Why add to a tsunami of words?

Last evening, we attended a reading at McNally Robinson Booksellers. It was the launch of Home Place 3, a Prairie Fire publication featuring Manitoba writers living outside Winnipeg. We enjoyed hearing samples of work, quite varied, including lovely “wilderness” poems by my friend Fran Bennett, poems by J.L. Bond whose work also appeared in the MB Herald some years ago and by well-known poet/professor Di Brandt; fiction by accomplished short story writer Lois Braun and by Paul Krahn, who once taught our sons at MBCI (his was a delightful excerpt about shopping at an MCC Thrift Store); and much more.

All well and good it was indeed, but there’s something about being at McNally’s, that amazing emporium of words, that pulls me two ways. As a reader, it’s heaven — I mean of the kid-in-the-candy-store variety: all this, available for me? As a writer, it’s overwhelming too but with a little anxiety to boot. So many hundreds of books seeking readers, mine on a shelf among them, one voice in a massive chorus of them all bleating, “pick me, pick me!”

In the latter frame of mind (I imagine the question hits most writers some days: why am I doing this, why do I persist?), I found two of the pieces posted at today’s Arts and Letters Daily encouraging. Alix Christie asks why, in light of the odds, in the midst of “this tsunami of freshly published words,” anyone would bother writing a novel. She sets the angst up well, quotes Mario Vargas Llosa that “fiction is an art of societies in which faith is undergoing some sort of crisis,” suggests it’s about courage, “an act of faith.” She provides something of a pep talk.

Then, an interview with South African writer Nadine Gordimer offers additional reasons to write. “For me, all writing is a process of discovery… the process of what it means to be a human being.” She makes a helpful distinction when she says it wasn’t the “problems” of her country that set her to writing (such writing would be propaganda) but rather, “it was learning to write that sent me falling, falling through the surface” of South African life. Great image that, and true: writing can send one “falling, falling” through the surface of things.
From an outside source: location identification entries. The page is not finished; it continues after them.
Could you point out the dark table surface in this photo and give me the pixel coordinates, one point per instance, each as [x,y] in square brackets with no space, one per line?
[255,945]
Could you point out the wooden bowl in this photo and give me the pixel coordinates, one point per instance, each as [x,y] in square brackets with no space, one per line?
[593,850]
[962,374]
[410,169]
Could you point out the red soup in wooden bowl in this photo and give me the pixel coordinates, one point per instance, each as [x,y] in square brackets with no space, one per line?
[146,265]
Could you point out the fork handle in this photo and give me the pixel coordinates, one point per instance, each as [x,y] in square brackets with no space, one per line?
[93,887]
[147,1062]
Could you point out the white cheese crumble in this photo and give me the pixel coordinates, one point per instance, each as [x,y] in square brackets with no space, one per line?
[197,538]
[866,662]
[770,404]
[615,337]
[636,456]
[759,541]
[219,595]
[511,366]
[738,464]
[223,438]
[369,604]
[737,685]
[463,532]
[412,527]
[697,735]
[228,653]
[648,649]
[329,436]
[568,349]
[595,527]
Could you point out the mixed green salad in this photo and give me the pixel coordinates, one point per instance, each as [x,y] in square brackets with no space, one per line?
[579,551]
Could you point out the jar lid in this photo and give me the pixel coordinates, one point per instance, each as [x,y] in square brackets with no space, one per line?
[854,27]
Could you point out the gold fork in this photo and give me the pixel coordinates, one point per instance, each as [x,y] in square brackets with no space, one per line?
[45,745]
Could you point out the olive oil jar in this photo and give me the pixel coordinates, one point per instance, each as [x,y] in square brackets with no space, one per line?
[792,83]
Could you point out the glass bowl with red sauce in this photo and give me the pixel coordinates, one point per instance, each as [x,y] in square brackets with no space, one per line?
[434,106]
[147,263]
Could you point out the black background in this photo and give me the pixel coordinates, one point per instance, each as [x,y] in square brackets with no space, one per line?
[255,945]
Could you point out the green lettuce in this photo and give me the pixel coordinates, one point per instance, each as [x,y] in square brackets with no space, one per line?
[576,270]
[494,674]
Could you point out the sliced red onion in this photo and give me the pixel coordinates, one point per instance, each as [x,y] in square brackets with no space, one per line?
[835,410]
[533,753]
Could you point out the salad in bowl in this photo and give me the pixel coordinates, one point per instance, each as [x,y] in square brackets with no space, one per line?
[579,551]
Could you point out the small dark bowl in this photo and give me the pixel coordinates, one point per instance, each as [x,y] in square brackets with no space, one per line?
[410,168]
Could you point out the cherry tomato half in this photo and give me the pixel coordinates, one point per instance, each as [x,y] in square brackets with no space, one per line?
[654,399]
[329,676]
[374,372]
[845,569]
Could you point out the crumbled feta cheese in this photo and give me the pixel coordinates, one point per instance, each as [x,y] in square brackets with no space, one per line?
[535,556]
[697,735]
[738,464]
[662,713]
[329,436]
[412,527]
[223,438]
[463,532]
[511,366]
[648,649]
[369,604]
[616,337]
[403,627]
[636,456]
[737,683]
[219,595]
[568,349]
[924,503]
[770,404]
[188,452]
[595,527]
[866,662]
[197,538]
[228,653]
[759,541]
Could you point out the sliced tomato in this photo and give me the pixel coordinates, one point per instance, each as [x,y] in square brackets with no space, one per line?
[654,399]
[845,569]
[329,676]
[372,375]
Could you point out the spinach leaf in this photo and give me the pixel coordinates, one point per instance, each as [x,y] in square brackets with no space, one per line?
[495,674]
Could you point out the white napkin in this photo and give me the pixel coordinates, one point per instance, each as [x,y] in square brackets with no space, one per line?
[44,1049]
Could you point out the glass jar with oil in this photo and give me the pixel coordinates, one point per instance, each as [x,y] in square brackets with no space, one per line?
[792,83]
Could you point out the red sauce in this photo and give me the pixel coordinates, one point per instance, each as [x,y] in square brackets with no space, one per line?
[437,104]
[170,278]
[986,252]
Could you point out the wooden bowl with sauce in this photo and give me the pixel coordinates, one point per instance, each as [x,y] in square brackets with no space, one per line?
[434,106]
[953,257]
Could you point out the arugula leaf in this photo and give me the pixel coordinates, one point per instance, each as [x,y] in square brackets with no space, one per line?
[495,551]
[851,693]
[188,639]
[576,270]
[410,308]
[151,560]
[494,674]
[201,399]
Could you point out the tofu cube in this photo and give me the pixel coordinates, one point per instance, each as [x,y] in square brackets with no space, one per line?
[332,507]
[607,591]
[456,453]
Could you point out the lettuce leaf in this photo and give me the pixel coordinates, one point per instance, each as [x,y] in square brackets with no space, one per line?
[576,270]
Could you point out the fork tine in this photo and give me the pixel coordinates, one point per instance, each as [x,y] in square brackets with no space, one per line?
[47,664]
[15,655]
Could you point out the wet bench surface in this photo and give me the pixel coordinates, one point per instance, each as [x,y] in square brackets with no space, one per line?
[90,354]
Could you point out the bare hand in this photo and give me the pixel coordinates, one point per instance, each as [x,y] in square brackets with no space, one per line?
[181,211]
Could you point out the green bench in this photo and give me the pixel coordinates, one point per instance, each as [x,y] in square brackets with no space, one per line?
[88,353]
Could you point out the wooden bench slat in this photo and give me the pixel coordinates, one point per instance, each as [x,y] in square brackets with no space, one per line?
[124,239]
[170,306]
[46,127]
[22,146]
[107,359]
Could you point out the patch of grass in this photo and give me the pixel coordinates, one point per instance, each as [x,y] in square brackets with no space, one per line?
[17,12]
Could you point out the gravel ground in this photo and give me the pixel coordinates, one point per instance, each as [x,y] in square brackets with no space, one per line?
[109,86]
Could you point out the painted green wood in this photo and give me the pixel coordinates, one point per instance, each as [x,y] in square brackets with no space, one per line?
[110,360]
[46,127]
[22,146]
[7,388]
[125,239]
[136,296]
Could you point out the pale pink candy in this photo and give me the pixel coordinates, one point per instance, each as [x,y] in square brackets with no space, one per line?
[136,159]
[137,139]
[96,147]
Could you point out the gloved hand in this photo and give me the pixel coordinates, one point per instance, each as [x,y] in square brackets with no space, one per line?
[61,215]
Last night, surrounded by books, we heard from established and beginning writers. Many of them will persist, as I will, in spite of the odds. I don’t generally like to talk about the discouragements of those odds. (Everyone, after all, no matter what they work at, has their challenges, and if there’s grousing to be done, it’s best done with colleagues in the same business. Enough to admit one has such moments.) Today I’m grateful for these two pieces of writing at Arts and Letters, for yesterday’s showcase of writers, and for the readers each of us finds for the words we add to the flood.

The launch

The weather in Winnipeg has been wonderfully fine and everything feels green and alive again, and in the midst of it all, yesterday evening, the occasion of launching “This Hidden Thing.” My longest-time friend Eunice came from Edmonton for the event (and some good conversation, as always) and many other local friends and family came too. I think we all — CMU Press and McNally Robinsons Bookstore and those of us who participated in one way or another — thought it had gone exceedingly well. I feel so grateful and blessed for the support and interest of others.

I can’t say I wasn’t a bit nervous, but once I got into reading the texts I’d selected for my small sampling, I felt completely at home again, and inside those words (using launch as a nautical image, rather than explosion as in sending off a rocket!) the book slipped off into its journey as a book. Felt at home, I say, but it’s curious, and I’m sure other writers know what I mean, there’s a kind of detachment too. The book sails away, and I’m on shore.  It’s where I want to be.